Meta-analysis is a statistical technique that combines the results of several related studies to address a common hypothesis. The first use of meta-analysis in medicine is attributed to Smith and Glass in their review of the efficacy of psychotherapy in 1977.⁷ By combining results from several smaller studies, researchers may decrease sampling error, increase statistical power, and thereby help clarify disparate results among different studies.

The related studies must share a common dependent variable along with the effect size specific to each study. The effect sizes are not merely averaged among the studies, but are weighted to account for the variance in each study. Because studies may differ in patient selection and their associated independent variables, a test for heterogeneity should also be performed. Where no heterogeneity exists (P > .5), a fixed-effects meta-analysis model is used to incorporate the within-study variance for the studies included, whereas a random-effects model is used when concern for between-study variance exists (.5 > P > .05). When heterogeneity among studies is found, the OR should not be pooled, and further investigation for the source of heterogeneity may then exclude outlying studies.

The weighted composite dependent variable is visually displayed in a forest plot along with the results from each study included. Each result is displayed as a point estimate with a horizontal bar representing the 95% confidence interval for the effect. The symbol used to mark the point estimate is usually sized proportional to other studies to reflect the relative weight of the estimate as it contributes to the composite result (Fig. 1-1). Classically, meta-analyses have included only RCTs, but observational studies can also be used.^8,9 Inclusion of observational studies can result in greater heterogeneity through uncontrolled studies or controlled studies with selection bias.

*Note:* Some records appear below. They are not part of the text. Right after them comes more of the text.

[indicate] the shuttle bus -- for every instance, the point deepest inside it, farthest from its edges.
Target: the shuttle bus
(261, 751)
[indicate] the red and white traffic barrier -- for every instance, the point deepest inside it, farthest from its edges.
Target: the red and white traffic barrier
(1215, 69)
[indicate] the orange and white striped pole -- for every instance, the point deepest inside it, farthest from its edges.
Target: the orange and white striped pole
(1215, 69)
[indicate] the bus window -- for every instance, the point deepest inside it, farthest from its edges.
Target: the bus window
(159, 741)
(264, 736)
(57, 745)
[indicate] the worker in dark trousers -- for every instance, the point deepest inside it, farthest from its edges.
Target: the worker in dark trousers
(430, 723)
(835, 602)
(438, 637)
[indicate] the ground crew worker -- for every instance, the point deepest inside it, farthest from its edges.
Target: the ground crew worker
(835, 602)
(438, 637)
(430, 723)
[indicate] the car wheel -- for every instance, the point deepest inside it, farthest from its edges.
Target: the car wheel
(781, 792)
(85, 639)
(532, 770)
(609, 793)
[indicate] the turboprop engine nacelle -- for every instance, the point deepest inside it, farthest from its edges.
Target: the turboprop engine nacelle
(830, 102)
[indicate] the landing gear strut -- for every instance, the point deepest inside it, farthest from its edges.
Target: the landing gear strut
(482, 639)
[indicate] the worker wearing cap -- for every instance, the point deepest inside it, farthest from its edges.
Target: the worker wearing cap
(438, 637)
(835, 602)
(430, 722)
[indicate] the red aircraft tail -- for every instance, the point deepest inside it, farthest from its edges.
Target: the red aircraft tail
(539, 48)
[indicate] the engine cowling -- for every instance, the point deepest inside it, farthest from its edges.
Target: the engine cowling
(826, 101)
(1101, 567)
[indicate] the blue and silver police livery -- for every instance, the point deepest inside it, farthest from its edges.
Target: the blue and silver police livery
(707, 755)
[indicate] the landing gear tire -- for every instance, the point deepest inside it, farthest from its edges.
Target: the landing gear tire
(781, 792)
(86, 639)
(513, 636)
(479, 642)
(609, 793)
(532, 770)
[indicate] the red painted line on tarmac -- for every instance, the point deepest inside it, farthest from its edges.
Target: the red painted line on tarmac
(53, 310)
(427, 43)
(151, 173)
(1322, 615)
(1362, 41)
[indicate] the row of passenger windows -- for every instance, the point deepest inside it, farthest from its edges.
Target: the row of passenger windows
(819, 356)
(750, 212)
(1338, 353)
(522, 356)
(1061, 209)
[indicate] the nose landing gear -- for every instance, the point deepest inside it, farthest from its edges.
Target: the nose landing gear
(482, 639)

The strength of a meta-analysis comes from the strength of the studies that make up the composite variable. Furthermore, if available, the results of unpublished studies can also potentially influence the composite variable, because presumably many studies with nonsignificant results are not published. Therefore, an assessment of publication bias should be included with every meta-analysis. Publication bias can be assessed graphically by creating a funnel plot in which the effect size is compared with the sample size or other measure of variance. If no bias is present, the effect sizes should be balanced around the population mean effect size and decrease in variance with increasing sample size. If publication bias exists, part of the funnel plot will be sparse or empty of studies. Begg’s test for publication bias is a statistical test that represents the funnel plot’s graphic test.¹⁰ The variance of the effect estimate is divided by its standard error to give adjusted effect estimates with similar variance. Correlation is then tested between the adjusted effect size and the meta-analysis weight. An alternative method is Egger’s test, in which the study’s effect size divided by its standard error is regressed on 1/standard error.¹¹ The intercept of this regression should equal zero, and testing for the statistical significance of nonzero intercepts should indicate publication bias.